Researchers at the University of Washington and Princeton conducted seminal experiments in the area, but encountered limitations. For its studies, Fonck’s group drew on small plasma torches developed for the Madison Symmetric Torus experiment in the UW-Madison Department of Physics. Essentially, says Fonck, the torches are a plasma source from which he and his students can pull a lot of current. For its method, Fonck’s group turns on the magnetic field that encircles the device toroidally. Next, the researchers turn on the vertical magnetic field that holds the plasma in place — somewhat like a tire confines an inner tube. “And so you end up with a magnetic field that spirals, because it’s got a component that goes around the torus and one that goes up,” he says. “The magnetic field lines are like a helix — they just spiral up from the bottom of the machine to the top.”
Using the plasma torches, the researchers inject current from below along those helical magnetic field lines. The current spirals up and hits the armored top of the machine — which, says Fonck, is OK. Then, the current becomes unstable and naturally collapses into a lower-energy state. “It turns out that the lowest-energy state under those conditions is a standard tokamak plasma,” says Fonck. “So, the plasma organizes itself into a tokamak — even though all you’re doing is pumping current along this magnetic field line. This is an example of plasmas self-organizing into more complex systems.”
Current from the plasma torches becomes a 100 kiloamp plasma current of a fully formed circular tokamak plasma. It stays that way, says Fonck, until his group turns off the current.

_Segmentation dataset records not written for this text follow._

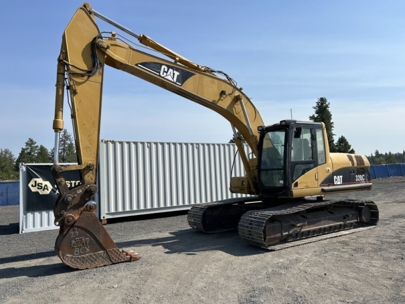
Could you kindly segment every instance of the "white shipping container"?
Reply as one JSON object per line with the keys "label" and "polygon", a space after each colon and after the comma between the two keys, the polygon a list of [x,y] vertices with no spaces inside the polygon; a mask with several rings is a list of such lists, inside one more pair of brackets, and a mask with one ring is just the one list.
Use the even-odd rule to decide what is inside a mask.
{"label": "white shipping container", "polygon": [[[248,145],[244,147],[247,155],[251,153]],[[246,174],[236,153],[230,143],[102,141],[99,218],[186,210],[193,204],[240,197],[229,191],[231,174]],[[27,211],[26,166],[20,170],[20,233],[58,229],[53,210]]]}
{"label": "white shipping container", "polygon": [[[229,143],[102,141],[100,219],[240,197],[228,189],[236,151]],[[240,157],[235,160],[232,176],[245,175]]]}

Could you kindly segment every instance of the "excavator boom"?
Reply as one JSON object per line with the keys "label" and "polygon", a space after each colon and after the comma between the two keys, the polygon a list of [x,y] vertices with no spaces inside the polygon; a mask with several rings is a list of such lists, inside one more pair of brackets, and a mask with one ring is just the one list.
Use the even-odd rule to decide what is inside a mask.
{"label": "excavator boom", "polygon": [[[135,37],[157,55],[141,51],[115,32],[101,32],[96,17]],[[166,57],[168,59],[162,58]],[[171,61],[170,61],[171,60]],[[263,124],[249,98],[221,71],[195,64],[145,35],[137,35],[84,3],[76,11],[62,36],[58,58],[55,119],[55,159],[51,171],[60,197],[55,204],[55,222],[60,226],[55,250],[66,264],[85,269],[136,260],[139,255],[119,250],[96,216],[96,186],[103,79],[107,65],[127,72],[210,108],[227,119],[257,151],[257,127]],[[78,164],[60,166],[59,135],[63,128],[65,86],[71,103],[71,117]],[[239,152],[254,189],[251,165],[239,141]],[[78,170],[80,185],[69,188],[64,172]]]}

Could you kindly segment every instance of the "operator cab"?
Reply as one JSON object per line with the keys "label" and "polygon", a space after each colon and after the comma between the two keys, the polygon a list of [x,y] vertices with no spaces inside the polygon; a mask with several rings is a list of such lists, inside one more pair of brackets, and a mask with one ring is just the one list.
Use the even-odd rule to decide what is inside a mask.
{"label": "operator cab", "polygon": [[297,179],[326,161],[322,124],[288,120],[258,129],[260,192],[292,197]]}

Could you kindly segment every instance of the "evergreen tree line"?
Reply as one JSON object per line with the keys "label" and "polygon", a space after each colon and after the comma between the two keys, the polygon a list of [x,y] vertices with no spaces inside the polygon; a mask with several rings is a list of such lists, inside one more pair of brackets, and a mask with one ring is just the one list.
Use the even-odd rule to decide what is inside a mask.
{"label": "evergreen tree line", "polygon": [[[53,159],[54,148],[48,150],[43,145],[37,145],[31,138],[25,142],[25,146],[21,148],[17,158],[9,149],[0,148],[0,180],[18,180],[20,164],[50,163],[53,162]],[[59,162],[77,162],[73,137],[64,129],[60,135]]]}
{"label": "evergreen tree line", "polygon": [[384,164],[401,164],[405,163],[405,150],[402,153],[380,153],[378,150],[376,150],[374,155],[373,153],[367,156],[370,164],[372,165],[383,165]]}

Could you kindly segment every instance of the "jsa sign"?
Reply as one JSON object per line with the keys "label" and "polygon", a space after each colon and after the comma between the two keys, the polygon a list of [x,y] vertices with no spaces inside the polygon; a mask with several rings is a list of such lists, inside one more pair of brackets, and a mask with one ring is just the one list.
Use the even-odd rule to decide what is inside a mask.
{"label": "jsa sign", "polygon": [[38,192],[39,194],[49,194],[52,189],[52,185],[47,180],[42,178],[32,178],[28,184],[28,187],[32,192]]}

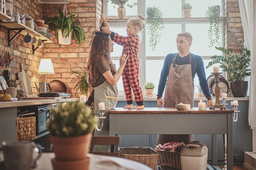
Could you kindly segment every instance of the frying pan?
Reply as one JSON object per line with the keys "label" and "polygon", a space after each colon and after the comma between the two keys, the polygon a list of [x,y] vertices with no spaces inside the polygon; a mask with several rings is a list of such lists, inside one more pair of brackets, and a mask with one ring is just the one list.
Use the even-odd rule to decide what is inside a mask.
{"label": "frying pan", "polygon": [[67,93],[67,86],[65,84],[60,80],[52,80],[49,83],[52,92],[55,88],[54,92]]}

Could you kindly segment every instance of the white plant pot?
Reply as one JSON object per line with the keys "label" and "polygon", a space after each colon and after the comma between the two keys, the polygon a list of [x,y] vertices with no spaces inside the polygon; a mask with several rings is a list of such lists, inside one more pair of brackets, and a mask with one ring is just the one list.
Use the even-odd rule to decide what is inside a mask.
{"label": "white plant pot", "polygon": [[71,33],[70,34],[70,36],[65,38],[62,36],[61,31],[58,30],[58,36],[59,44],[69,45],[71,44]]}

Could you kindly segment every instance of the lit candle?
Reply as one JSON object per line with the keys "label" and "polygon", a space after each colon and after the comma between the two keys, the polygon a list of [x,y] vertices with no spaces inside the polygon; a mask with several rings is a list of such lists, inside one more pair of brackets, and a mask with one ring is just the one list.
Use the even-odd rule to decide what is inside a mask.
{"label": "lit candle", "polygon": [[86,103],[86,95],[81,95],[80,96],[80,102]]}
{"label": "lit candle", "polygon": [[66,105],[67,105],[67,103],[66,102],[62,103],[62,108],[65,108],[65,107],[66,107]]}
{"label": "lit candle", "polygon": [[220,73],[220,68],[218,66],[213,67],[213,73]]}
{"label": "lit candle", "polygon": [[186,109],[185,110],[190,110],[190,104],[186,104]]}
{"label": "lit candle", "polygon": [[105,110],[105,103],[101,102],[99,104],[99,110]]}
{"label": "lit candle", "polygon": [[221,93],[221,98],[222,99],[227,99],[227,93]]}
{"label": "lit candle", "polygon": [[[202,100],[200,100],[202,102]],[[204,110],[206,109],[206,103],[202,102],[198,103],[198,110]]]}

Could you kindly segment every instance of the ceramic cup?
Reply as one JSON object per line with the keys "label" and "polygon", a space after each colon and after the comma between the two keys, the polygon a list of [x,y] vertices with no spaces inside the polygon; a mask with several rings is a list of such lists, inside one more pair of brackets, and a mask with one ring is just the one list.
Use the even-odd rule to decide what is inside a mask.
{"label": "ceramic cup", "polygon": [[27,44],[31,44],[33,41],[32,37],[29,35],[29,33],[27,33],[27,34],[23,37],[23,41]]}
{"label": "ceramic cup", "polygon": [[11,97],[15,98],[17,96],[17,87],[9,87],[6,88],[6,93],[9,94]]}
{"label": "ceramic cup", "polygon": [[43,41],[41,40],[38,40],[38,44],[37,44],[37,46],[39,48],[42,48],[44,44],[43,42]]}
{"label": "ceramic cup", "polygon": [[2,144],[7,170],[30,170],[36,167],[42,149],[34,142],[3,141]]}
{"label": "ceramic cup", "polygon": [[34,37],[32,38],[32,44],[34,46],[37,46],[37,44],[38,44],[38,41],[36,39],[36,38],[35,37]]}

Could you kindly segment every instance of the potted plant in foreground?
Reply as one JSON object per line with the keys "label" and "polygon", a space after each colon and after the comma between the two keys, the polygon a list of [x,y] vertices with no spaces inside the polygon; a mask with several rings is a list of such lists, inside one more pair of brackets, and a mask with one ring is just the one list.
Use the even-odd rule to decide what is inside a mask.
{"label": "potted plant in foreground", "polygon": [[[74,18],[75,14],[72,11],[69,14],[64,14],[60,5],[58,9],[58,15],[54,17],[47,16],[46,22],[49,25],[49,31],[55,33],[59,44],[70,44],[71,38],[70,38],[70,42],[60,43],[59,40],[61,36],[65,38],[71,36],[71,38],[78,43],[79,46],[81,46],[83,42],[86,42],[86,35],[83,28],[79,24],[79,21],[78,18]],[[56,36],[57,33],[61,33],[61,35]]]}
{"label": "potted plant in foreground", "polygon": [[214,55],[213,60],[209,62],[206,68],[216,63],[220,64],[220,67],[227,72],[228,80],[230,82],[231,91],[234,97],[243,97],[246,96],[248,90],[248,81],[245,78],[251,75],[251,52],[244,49],[241,53],[235,55],[224,47],[215,47],[221,51],[224,55]]}
{"label": "potted plant in foreground", "polygon": [[90,108],[79,102],[64,103],[52,108],[47,129],[55,154],[52,160],[54,170],[67,169],[63,168],[67,163],[70,169],[87,169],[87,155],[96,119]]}
{"label": "potted plant in foreground", "polygon": [[145,89],[146,96],[153,97],[154,97],[154,88],[155,85],[152,82],[148,82],[144,84],[143,88]]}

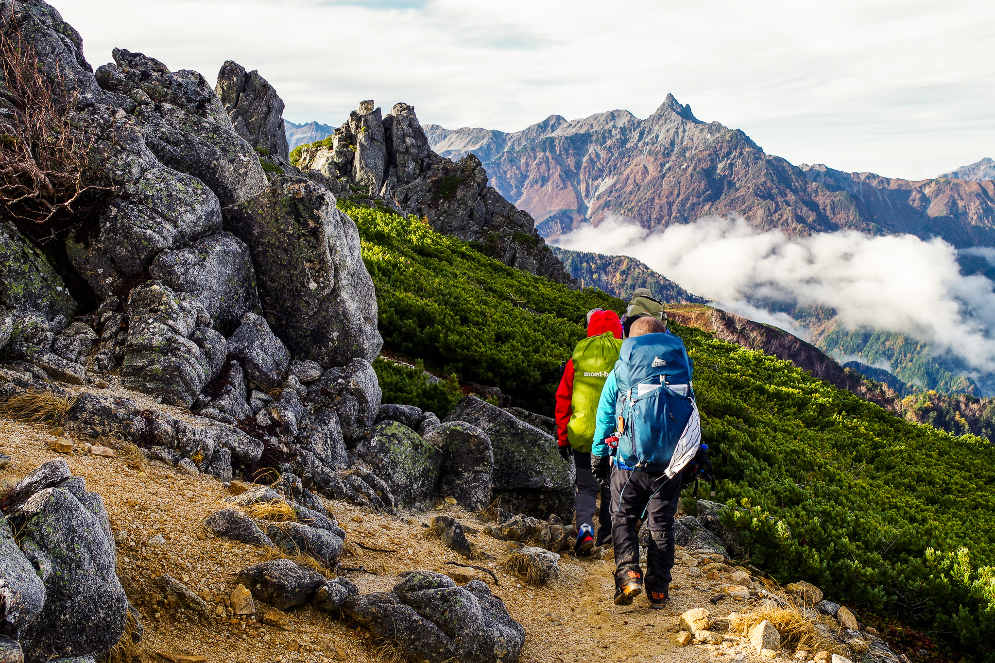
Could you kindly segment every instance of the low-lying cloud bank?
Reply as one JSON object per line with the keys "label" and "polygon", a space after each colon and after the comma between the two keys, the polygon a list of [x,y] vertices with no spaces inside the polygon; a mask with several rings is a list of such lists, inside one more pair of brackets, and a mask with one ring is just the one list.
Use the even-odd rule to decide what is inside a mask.
{"label": "low-lying cloud bank", "polygon": [[[995,284],[962,274],[957,250],[942,240],[857,232],[793,238],[720,218],[650,232],[609,218],[554,244],[638,258],[722,308],[792,333],[804,335],[804,329],[749,302],[829,306],[850,329],[903,333],[932,343],[937,353],[953,353],[980,373],[995,371]],[[976,252],[987,257],[986,250],[995,260],[993,249]]]}

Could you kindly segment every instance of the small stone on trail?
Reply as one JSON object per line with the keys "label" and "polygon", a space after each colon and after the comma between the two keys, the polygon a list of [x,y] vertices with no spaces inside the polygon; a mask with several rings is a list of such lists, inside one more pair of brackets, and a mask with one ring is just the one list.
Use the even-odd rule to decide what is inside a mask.
{"label": "small stone on trail", "polygon": [[252,490],[252,484],[248,481],[243,481],[242,479],[235,479],[228,486],[228,492],[232,495],[241,495],[247,490]]}
{"label": "small stone on trail", "polygon": [[263,623],[269,626],[283,628],[285,631],[291,630],[291,617],[277,608],[270,608],[263,615]]}
{"label": "small stone on trail", "polygon": [[703,607],[696,607],[681,615],[679,625],[682,630],[706,631],[711,627],[711,613]]}
{"label": "small stone on trail", "polygon": [[857,617],[854,616],[854,613],[848,607],[841,607],[839,612],[836,613],[836,618],[840,620],[840,625],[844,628],[849,628],[852,631],[861,630],[860,624],[857,623]]}
{"label": "small stone on trail", "polygon": [[692,635],[688,631],[671,634],[671,642],[674,643],[675,647],[687,647],[691,644],[692,639]]}
{"label": "small stone on trail", "polygon": [[792,582],[784,587],[784,590],[788,595],[794,596],[796,600],[809,607],[822,600],[822,589],[804,580]]}
{"label": "small stone on trail", "polygon": [[781,646],[781,634],[770,621],[764,619],[749,629],[749,642],[763,654],[764,649],[777,649]]}
{"label": "small stone on trail", "polygon": [[252,592],[246,589],[244,584],[240,584],[232,589],[232,595],[229,602],[231,603],[232,611],[235,612],[235,614],[256,613],[256,602],[252,599]]}

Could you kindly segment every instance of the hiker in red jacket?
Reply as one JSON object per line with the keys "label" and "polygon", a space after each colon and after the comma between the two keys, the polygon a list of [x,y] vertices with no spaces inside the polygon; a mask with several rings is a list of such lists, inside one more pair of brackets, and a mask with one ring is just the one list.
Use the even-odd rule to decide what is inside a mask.
{"label": "hiker in red jacket", "polygon": [[597,545],[611,543],[611,491],[599,488],[591,473],[591,443],[601,388],[615,367],[622,347],[622,323],[615,311],[595,308],[587,313],[587,338],[574,348],[556,390],[556,430],[559,452],[571,455],[577,468],[577,543],[574,553],[586,557],[595,546],[593,522],[598,494]]}

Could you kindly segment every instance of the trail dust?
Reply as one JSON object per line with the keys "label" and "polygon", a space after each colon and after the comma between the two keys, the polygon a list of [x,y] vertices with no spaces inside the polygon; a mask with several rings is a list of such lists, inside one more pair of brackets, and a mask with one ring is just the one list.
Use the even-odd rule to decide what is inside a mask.
{"label": "trail dust", "polygon": [[[230,506],[223,501],[229,491],[216,479],[182,474],[158,461],[129,467],[120,458],[87,454],[79,440],[74,440],[73,452],[57,453],[49,448],[54,439],[44,423],[0,419],[0,450],[13,458],[0,471],[0,484],[12,485],[39,465],[64,457],[73,473],[86,479],[87,489],[101,496],[118,542],[117,575],[141,615],[144,636],[140,646],[144,660],[367,663],[391,658],[390,652],[378,649],[377,643],[371,642],[361,629],[310,605],[289,610],[289,630],[262,623],[261,617],[269,606],[259,601],[255,617],[240,620],[230,614],[226,607],[235,587],[236,574],[263,562],[267,552],[214,538],[205,529],[208,515]],[[328,502],[328,506],[347,533],[348,556],[343,566],[362,566],[376,574],[347,574],[361,592],[389,590],[401,572],[452,570],[455,567],[443,567],[443,563],[466,562],[438,541],[421,536],[423,523],[428,524],[433,515],[453,516],[472,529],[483,529],[484,525],[475,515],[448,504],[442,511],[408,513],[401,517],[364,512],[339,501]],[[161,535],[165,544],[149,544],[156,535]],[[708,601],[709,596],[728,583],[721,579],[692,578],[689,574],[694,572],[679,564],[674,573],[677,587],[666,609],[651,610],[645,595],[638,597],[633,605],[622,607],[612,603],[614,566],[610,561],[564,557],[560,561],[559,580],[543,587],[532,587],[500,570],[498,561],[504,554],[503,542],[483,533],[472,533],[469,538],[483,554],[497,558],[474,564],[491,569],[499,585],[495,586],[487,574],[477,577],[488,581],[495,594],[505,601],[511,615],[525,626],[526,640],[520,661],[761,660],[742,639],[730,634],[723,636],[720,645],[678,648],[671,644],[670,635],[677,632],[678,616],[685,610],[706,607],[719,619],[714,630],[721,630],[721,617],[737,608],[746,609],[745,602],[731,598],[717,606]],[[350,542],[396,552],[368,552]],[[204,597],[211,608],[210,618],[201,620],[156,602],[161,596],[153,579],[160,574],[168,574]]]}

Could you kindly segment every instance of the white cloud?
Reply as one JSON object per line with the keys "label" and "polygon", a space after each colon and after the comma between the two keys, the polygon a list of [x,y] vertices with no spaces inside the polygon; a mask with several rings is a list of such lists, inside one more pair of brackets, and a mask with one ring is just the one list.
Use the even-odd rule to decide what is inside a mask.
{"label": "white cloud", "polygon": [[213,81],[258,69],[288,118],[356,102],[517,130],[673,92],[794,163],[927,177],[995,155],[985,0],[56,0],[95,65],[113,47]]}
{"label": "white cloud", "polygon": [[745,302],[828,306],[850,329],[906,334],[977,371],[995,371],[993,283],[963,275],[956,250],[938,239],[856,232],[790,238],[757,232],[741,219],[717,218],[650,232],[615,217],[596,228],[583,226],[556,244],[638,258],[691,292],[789,331],[781,316],[764,317]]}

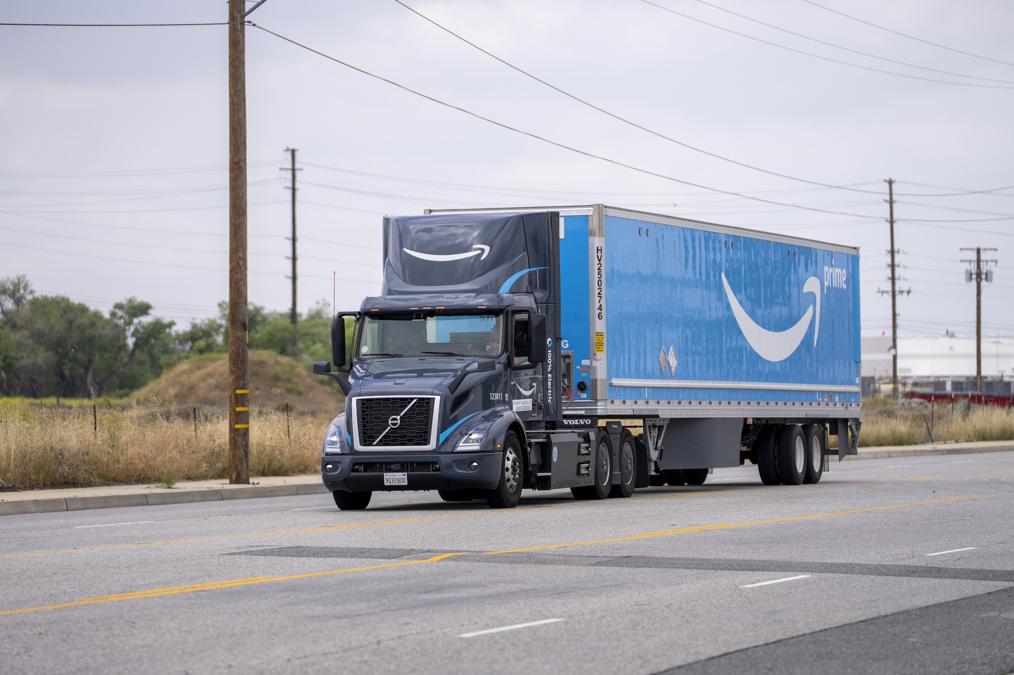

The technique has become one of the group’s main focus areas. Locally, it provides a path for the researchers to deliver current to Pegasus and someday achieve the high-pressure plasmas they’re aiming for. Globally, says Fonck, the technique may scale up to full-size reactors. “That’s a big deal in the international spherical tokamak community,” he says.
UW-Madison engineering physics PhD student Devon Battaglia is lead author on the Physical Review Letters paper. In addition to Fonck, the team also included graduate students Mike Bongard, and scientists Aaron Redd and Aaron Sontag (now at Oak Ridge National Laboratory). Funding for Pegasus comes from the U.S. Department of Energy.